Cependant force est de croire que l’opposition camerounise engagé dans le boycott des élections législatives et municipales prochaines n’a que faire des menaces du ministre. En effet, ces derniers comptent rester sur leurs positions malgré les accusations de contre républicains et anticonstitutionnels et ils estiment, que l’heure est grave au Cameroun et que l’opinion nationale doit se prononcer d’abord sur la situation sociopolitique du pays.

Répondant aux propos du ministre de l’administration territorial qui avait annoncé des mesures de répression contre les « fauteurs de troubles » lors du scrutin du 9 février prochain. Le mouvement pour la renaissance du Cameroun (MRC) déclare qu’il continuera à jouer son rôle qui est d’éveiller les populations du Cameroun notamment en ce qui concerne le code électoral et sur la situation sécuritaire dans les régions en crises.

C’est pour cela qu’ils disent que, les populations ne devraient pas aller voter le jour du scrutin vu la situation chaotique du pays. « Nous sommes dans le droit de faire la campagne pour le boycott parce que ça fait partie de l’activité politique d’un parti » affirme Me Fidèle DJOUMBISSIE.

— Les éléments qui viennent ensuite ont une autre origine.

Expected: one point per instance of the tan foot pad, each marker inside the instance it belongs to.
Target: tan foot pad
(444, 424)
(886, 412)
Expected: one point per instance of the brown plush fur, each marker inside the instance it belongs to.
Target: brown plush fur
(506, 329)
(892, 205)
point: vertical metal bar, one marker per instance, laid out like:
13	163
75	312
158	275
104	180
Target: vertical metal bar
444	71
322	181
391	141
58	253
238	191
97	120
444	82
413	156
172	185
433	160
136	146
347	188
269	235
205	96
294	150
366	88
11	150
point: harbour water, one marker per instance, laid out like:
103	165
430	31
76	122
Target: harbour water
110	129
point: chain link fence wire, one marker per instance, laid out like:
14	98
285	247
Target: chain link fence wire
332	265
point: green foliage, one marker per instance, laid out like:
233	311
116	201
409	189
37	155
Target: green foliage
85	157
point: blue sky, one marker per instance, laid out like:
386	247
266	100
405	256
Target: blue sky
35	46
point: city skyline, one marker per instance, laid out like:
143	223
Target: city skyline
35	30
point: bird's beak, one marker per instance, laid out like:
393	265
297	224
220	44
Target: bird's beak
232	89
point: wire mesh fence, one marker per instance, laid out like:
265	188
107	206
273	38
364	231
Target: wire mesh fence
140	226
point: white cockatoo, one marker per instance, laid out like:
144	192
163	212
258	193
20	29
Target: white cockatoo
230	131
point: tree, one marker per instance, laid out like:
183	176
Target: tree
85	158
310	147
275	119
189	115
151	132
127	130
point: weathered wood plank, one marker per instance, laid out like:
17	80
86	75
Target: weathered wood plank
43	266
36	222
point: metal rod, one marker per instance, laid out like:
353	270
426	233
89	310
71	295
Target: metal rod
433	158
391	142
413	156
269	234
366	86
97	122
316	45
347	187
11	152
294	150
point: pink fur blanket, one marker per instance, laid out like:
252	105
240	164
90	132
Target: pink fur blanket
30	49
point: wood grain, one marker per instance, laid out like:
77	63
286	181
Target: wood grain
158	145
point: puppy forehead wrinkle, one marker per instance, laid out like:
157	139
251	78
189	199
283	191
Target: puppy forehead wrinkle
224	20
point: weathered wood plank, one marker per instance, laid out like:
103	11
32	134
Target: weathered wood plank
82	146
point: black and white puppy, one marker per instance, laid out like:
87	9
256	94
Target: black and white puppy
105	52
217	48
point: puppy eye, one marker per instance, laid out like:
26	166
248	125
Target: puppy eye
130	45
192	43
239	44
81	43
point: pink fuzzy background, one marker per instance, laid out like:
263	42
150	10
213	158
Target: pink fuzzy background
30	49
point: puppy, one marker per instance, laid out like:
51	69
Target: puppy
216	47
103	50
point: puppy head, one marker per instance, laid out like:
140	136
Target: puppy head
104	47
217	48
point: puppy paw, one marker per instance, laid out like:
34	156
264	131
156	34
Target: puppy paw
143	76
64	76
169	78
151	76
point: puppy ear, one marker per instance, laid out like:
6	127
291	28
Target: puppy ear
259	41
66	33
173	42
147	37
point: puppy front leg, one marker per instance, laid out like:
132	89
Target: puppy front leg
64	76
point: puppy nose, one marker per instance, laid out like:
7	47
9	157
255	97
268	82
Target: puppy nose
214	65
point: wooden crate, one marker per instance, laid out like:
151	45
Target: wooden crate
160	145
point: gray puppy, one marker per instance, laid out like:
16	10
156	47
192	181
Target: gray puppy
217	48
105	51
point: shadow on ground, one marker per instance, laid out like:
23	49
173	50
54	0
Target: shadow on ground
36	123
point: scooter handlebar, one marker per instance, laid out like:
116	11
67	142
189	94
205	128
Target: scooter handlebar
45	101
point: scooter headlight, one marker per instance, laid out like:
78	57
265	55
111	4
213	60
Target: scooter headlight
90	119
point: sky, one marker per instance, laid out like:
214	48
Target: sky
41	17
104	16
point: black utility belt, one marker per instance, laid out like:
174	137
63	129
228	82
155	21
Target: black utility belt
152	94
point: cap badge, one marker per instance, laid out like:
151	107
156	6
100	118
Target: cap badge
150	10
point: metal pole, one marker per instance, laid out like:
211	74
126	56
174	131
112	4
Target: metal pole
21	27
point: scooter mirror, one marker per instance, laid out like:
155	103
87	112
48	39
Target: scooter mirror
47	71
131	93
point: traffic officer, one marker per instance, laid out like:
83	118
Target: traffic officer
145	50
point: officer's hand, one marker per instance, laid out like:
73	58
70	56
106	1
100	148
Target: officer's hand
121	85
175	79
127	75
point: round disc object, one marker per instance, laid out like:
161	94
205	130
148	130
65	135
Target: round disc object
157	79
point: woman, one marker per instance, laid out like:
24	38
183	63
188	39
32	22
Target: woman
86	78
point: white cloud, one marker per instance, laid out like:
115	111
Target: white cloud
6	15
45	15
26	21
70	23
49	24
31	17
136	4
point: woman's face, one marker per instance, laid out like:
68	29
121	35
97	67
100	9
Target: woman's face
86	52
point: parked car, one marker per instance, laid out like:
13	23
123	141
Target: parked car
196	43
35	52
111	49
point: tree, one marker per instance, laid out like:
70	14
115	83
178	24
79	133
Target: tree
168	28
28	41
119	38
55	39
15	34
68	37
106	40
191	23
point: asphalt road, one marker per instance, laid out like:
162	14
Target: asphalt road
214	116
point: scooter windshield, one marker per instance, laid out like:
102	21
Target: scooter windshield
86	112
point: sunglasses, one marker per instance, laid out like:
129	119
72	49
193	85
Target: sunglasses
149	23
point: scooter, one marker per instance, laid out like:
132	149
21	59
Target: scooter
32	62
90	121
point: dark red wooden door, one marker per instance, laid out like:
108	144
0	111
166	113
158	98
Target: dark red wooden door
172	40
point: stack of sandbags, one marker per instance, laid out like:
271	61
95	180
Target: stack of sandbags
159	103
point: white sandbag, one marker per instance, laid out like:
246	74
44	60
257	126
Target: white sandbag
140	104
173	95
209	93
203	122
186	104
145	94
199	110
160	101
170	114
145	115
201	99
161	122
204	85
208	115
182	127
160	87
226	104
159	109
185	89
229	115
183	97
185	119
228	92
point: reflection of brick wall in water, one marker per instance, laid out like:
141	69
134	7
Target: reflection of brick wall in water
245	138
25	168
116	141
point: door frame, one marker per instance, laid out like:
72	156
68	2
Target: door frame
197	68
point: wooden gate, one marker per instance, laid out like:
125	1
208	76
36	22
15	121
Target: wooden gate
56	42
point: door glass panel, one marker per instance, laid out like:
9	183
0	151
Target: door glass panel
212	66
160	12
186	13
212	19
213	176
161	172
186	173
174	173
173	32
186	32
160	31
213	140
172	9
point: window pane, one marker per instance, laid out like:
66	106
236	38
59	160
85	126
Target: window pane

Selon lui, un parti politique a pour mission de former l’opinion sur la manière dont est gérer le pays, en l’occurrence sur la façon dont est gérée la démocratie. Ainsi pour Me Fidèle DJOUMBISSIE, une abstention des Camerounais va donner un signal au régime en place, que le système électoral est déficitaire qu’il ne fonctionne pas normalement et que l’on devrait le revoir pour permettre au Camerounais de participer à l’activité politique du pays.« Que ce soit clair nous n’empêcherons personne à aller voter ce jour. Les Camerounais seront libres de nous suivre ou bien de suivre le gouvernement et aller voter » a-t-il finit par préciser.
De l’autre côté, certains membres du RDPC pensent qu’il est du devoir de tout Camerounais d’éviter de faires des actes qui peuvent susciter la révolte, de mettre en mal la crédibilité du pays. « Empêcher ou intoxiquer des concitoyens d’aller voter. C’est comme empêcher un citoyen d’aller travailler pour chercher son Paint quotidien » estime César Honoré NGOMO, membre du RDPC.
Il continue aussi par dire que « toute personne soucieuse du devenir du Cameroun, qui aime le Cameroun devra au soir du 9 février avoir accompli cet act».

Pour l’heure, les deux camps maintiennent leurs positions et chacun croit en la réussite de son plan. Rendez-vous est donné au soir du 9 février 2020.